Company Performance Evaluation across Stock Market Borders
Transnational companies, though common targets of attack on social and environmental issues, are the darlings of every major stock market. Professionals everywhere dream of making global careers, and investors have learnt from decades of experience that these companies are repositories of management excellence.
Many international companies have distinct entities for each major stock market. There are countries such as India and the Middle East kingdoms where local equity participation has traditionally been a pre-requisite for doing business. There are other relatively isolated nations where international companies have preferred to enter in to joint ventures with local partners to deal optimally with local culture and conditions. Multi-nationals have also formed distinct entities of their own volition in major markets such as the United States, to deal with the major business opportunities presented.
Stock market investors need to look at corporate performance across national boundaries on a level basis. Most affiliate and subsidiary companies have complex business relationships with their peers in other countries and with the Group Company in the home stock market as well. Buy, sell and hold decisions should be taken with due weight for how a stock market member with dependant relationships takes decisions.

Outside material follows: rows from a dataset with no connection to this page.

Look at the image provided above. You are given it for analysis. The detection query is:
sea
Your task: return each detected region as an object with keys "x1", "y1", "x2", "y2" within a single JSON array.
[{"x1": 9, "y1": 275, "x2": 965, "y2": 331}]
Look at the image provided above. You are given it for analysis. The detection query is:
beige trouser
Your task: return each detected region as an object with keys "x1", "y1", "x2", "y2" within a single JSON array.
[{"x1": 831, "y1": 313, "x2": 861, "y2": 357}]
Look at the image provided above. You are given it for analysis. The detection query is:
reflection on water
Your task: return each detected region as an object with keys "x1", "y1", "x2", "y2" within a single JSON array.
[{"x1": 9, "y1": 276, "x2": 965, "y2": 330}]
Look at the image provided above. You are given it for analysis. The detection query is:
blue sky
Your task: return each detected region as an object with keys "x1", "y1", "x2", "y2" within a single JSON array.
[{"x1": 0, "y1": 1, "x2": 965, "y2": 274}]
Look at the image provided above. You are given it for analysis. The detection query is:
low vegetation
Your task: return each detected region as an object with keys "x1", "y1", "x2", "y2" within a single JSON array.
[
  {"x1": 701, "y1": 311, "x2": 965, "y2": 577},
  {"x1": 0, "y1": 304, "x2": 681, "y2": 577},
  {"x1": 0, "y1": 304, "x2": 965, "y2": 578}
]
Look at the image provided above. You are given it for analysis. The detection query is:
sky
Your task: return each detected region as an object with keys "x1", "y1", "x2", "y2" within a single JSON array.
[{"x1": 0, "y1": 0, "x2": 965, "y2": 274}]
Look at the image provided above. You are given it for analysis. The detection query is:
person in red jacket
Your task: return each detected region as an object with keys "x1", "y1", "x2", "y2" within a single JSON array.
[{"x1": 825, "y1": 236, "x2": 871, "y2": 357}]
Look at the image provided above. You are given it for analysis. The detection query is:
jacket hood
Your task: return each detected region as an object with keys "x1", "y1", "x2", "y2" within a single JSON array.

Transfer prices for both purchases as well as sales impact stock market values and prospects, with respect to international companies. The Group Company can put normal economics and negotiation aside, and fix prices at which subsidiaries in other countries buy products and sell services to intra-Group customers so as to take advantage of different country tax regimes.
Subsidiaries in relatively poor nations tend to have inherent cost disadvantages compared to small and domestic members of the stock market. This is because they are obliged to follow international standards which may not be the most efficient for local conditions. Remuneration structures for senior personnel, especially those on deputation from Group Headquarters, are typical examples of uneven cost burdens international players suffer in the milieu of an under-developed economy.
Dividends can suffer in emerging companies as international companies tend to prefer building reserves and heavy investments in branding and market shares. Local stock market investors have to keep away from minority ownership of subsidiaries of multi-national conglomerates, if they wish quick and gregarious returns.
It is useful to monitor all management statements across countries for such companies, rather than depend on local stock market requirements for disclosures and returns. All intra-Group transactions need review, though finding details in the maze of statutory reports can be a chore!